Brown's confidence in the test carries personal weight. She is a colon cancer survivor, diagnosed 24 years ago. That history shapes her perspective on what early detection means—not just statistics, but lives extended, families spared the worst outcomes. If MCED reaches patients, it will represent a fundamental shift in cancer medicine: from waiting for symptoms to appear and then racing to treat them, to finding disease before it announces itself. The test won't be a cure, but it could be something almost as valuable—a chance to catch cancer when it's still whispering instead of shouting.

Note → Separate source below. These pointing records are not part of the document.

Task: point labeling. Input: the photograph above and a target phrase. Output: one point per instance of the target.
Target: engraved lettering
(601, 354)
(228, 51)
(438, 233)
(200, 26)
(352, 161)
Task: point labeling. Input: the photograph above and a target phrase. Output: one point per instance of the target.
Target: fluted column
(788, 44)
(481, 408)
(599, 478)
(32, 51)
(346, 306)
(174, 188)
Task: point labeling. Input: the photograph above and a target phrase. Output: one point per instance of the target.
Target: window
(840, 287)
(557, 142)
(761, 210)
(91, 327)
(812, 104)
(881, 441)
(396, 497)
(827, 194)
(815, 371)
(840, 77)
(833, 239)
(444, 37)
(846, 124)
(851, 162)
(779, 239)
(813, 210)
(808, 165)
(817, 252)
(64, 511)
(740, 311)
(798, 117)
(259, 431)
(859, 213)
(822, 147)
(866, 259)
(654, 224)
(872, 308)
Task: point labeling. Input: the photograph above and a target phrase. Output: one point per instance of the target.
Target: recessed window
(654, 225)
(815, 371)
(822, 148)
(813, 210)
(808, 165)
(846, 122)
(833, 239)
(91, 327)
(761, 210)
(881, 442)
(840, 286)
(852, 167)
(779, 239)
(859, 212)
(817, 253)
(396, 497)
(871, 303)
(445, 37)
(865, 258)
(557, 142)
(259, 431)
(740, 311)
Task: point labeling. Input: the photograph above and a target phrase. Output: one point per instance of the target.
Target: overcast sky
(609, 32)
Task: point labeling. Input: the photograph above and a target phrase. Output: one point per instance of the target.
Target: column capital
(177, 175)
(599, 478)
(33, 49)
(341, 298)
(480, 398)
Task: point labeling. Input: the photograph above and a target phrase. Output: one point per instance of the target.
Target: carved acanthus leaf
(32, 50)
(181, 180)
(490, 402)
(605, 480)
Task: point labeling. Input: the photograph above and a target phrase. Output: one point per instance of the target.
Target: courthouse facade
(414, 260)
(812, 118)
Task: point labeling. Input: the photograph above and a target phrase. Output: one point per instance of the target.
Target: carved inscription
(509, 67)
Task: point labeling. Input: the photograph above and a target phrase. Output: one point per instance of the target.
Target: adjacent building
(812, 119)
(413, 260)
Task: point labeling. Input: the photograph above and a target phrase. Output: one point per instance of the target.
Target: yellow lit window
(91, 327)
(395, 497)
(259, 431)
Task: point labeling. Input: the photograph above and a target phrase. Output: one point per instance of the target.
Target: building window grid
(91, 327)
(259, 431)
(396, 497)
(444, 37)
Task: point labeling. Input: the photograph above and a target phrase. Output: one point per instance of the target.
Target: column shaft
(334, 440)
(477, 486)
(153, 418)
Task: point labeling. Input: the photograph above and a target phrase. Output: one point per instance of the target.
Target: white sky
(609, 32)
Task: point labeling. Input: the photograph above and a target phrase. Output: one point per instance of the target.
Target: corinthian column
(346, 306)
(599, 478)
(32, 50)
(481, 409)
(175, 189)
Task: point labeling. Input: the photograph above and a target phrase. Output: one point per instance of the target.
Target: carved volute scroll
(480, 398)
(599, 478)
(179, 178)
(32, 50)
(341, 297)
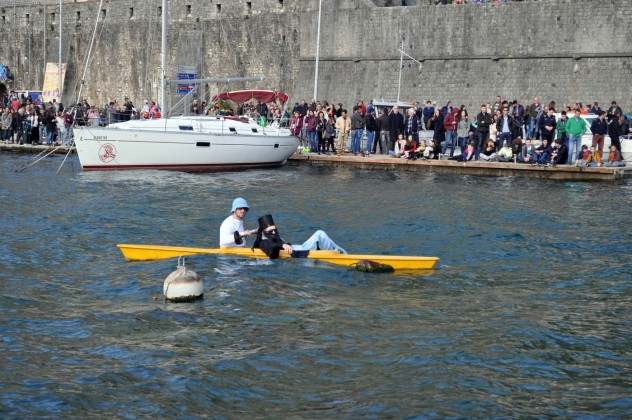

This blood-based test will radically change the whole diagnostic and screening process for cancers
— Erika Brown, Founder and CEO of One Cancer Place
To have the range of at least 50 cancers being covered at this early, non-symptomatic stage is huge
— Erika Brown
The Hearth Conversation Another angle on the story
Inventor

Why does it matter that this test can detect 50 cancers instead of the current handful?

Model

Because right now, most cancers have no screening at all. If you get one of those 70 percent of cancers without a screening test, you don't know you have it until you're sick. By then, it's often too late.

Inventor

So this is really about the ones we're missing?

Model

Exactly. We've gotten good at screening for a few—colon, breast, cervical. But there are 120 types of cancer. This test is a way to cast a much wider net with a single blood draw.

Inventor

What's the holdup? Why isn't this already available?

Model

It needs FDA approval first. Congress already said they'll pay for it through Medicare and Medicaid, but the FDA has to be convinced it works and is safe before it can be used clinically.

Inventor

When does that happen?

Model

The expectation is by the end of this year, but regulatory timelines can shift. It's not a given.

Inventor

If it gets approved, what changes?

Model

Everything, potentially. Instead of waiting for symptoms or following standard screening protocols, doctors could offer one blood test that screens for dozens of cancers at once. It changes the whole conversation about prevention.

Inventor

And if it doesn't work as well as hoped?

Model

Then we're back where we started—with most cancers undetectable until they're symptomatic. That's why the studies matter so much.